Las estatuas de agua, de Fleur Jaeggy (Alpha Decay) Traducción de Mª Ángeles Cabré | por Óscar Brox

Fleur Jaeggy | Las estatuas de agua

Al leer Las estatuas de agua, no puedo evitar recordar la pequeña evocación biográfica que Fleur Jaeggy construyó a propósito de Thomas De Quincey. El relato de ese niño que, una vez adulto, despierta de sus pesadillas para sumirse en un nuevo sueño; con el rostro velado de una apariencia de juventud. Es esa apreciación temporal, la falta de una línea divisoria que separe lo que pertenece a la infancia de lo que es potestad de la madurez, lo que concede un aire terminal al relato. O como dice uno de los personajes de Las estatuas…, “como si todo lo que en propiedad aún tiene que suceder forme ya parte del pasado”. Porque su protagonista, Beeklam, vive entre sueños, a destiempo, evadido de ese mundo que cada vez se le antoja más remoto, menos cercano. En el que las palabras rebotan recuerdos difusos, voces del pasado. La muerte materna y el padre ausente. La soledad y la falta de amparo. La serenidad y la misantropía.

Para Jaeggy, el mundo de Beeklam vive en los pequeños detalles magnificados por el paso del tiempo. En las impresiones infantiles que la memoria adulta distorsiona al volver obsesivamente sobre ellas. Está el recuerdo de la madre, la mirada del hijo que asiste impotente a su velatorio. La realidad descompensada ante lo desconocido, eso que las descripciones de Jaeggy fraguan en marañas de palabras que tarde o temprano no saben continuar lo que están contando. Como si el misántropo en el que Beeklam ha devenido se esforzase inútilmente por recuperar los fragmentos de una vida que en realidad desdeña. De la que eventualmente se ha despegado para volcar esa tormenta de pensamientos en las estatuas con las que convive en su sótano. A las que ha puesto los nombres de aquellas mujeres que pasaron fugazmente por su vida. Porque es ese sentimiento de fugacidad lo único que le queda, lo único que tal vez le importa.
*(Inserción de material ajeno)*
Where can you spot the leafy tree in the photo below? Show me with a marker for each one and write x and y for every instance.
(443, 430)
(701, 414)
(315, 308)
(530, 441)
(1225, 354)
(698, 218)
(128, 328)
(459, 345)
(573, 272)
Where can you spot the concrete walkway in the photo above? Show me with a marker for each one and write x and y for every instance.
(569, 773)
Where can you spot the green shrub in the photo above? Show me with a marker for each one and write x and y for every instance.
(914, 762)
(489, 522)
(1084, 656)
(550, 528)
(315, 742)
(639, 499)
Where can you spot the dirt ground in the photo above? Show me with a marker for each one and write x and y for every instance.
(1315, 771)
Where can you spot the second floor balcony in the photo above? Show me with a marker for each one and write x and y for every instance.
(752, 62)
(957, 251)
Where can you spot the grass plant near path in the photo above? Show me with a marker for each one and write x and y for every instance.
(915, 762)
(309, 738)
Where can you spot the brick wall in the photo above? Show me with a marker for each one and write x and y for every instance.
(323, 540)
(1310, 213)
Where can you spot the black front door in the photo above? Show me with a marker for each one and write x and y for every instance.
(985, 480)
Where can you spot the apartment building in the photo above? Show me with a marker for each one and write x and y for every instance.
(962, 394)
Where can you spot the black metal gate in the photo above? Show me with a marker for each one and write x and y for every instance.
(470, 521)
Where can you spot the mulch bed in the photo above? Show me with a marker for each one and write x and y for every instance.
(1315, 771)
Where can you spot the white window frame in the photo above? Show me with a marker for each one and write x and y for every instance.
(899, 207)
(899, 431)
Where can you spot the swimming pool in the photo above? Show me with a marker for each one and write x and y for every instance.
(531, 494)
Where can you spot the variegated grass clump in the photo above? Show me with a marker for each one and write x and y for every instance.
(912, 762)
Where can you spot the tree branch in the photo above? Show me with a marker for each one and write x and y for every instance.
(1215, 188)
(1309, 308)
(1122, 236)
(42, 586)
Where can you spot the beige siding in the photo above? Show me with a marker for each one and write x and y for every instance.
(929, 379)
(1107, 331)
Las estatuas de agua tiene en su narración breve, a ratos disociada y entrecortada, un extraño reflejo con el mundo de carencias y de experiencias perdidas en el que vive Beeklam. En él, la escritura paciente de Jaeggy parece imitar las maneras infantiles de su protagonista. Esa cualidad casi táctil, sensible, que sacrifica el orden y la razón para sumergirnos en un puñado de recuerdos arrinconados en la memoria. En voces que, de pronto, surgen de las estatuas o de la calle, en cuervos arrancados de una fábula o en personajes que comparten con su protagonista la renuncia y el desapego a la vida. La sensación de que han llegado demasiado pronto o demasiado tarde, pero ya no tienen posibilidad de rectificar la trayectoria sino de hundirse a conciencia en ese rechazo de la realidad. Alejarse, caminar sin rumbo, cortar todo vínculo con el entendimiento. Dejarse absorber por el remolino de la memoria. Alienarse. Desaparecer.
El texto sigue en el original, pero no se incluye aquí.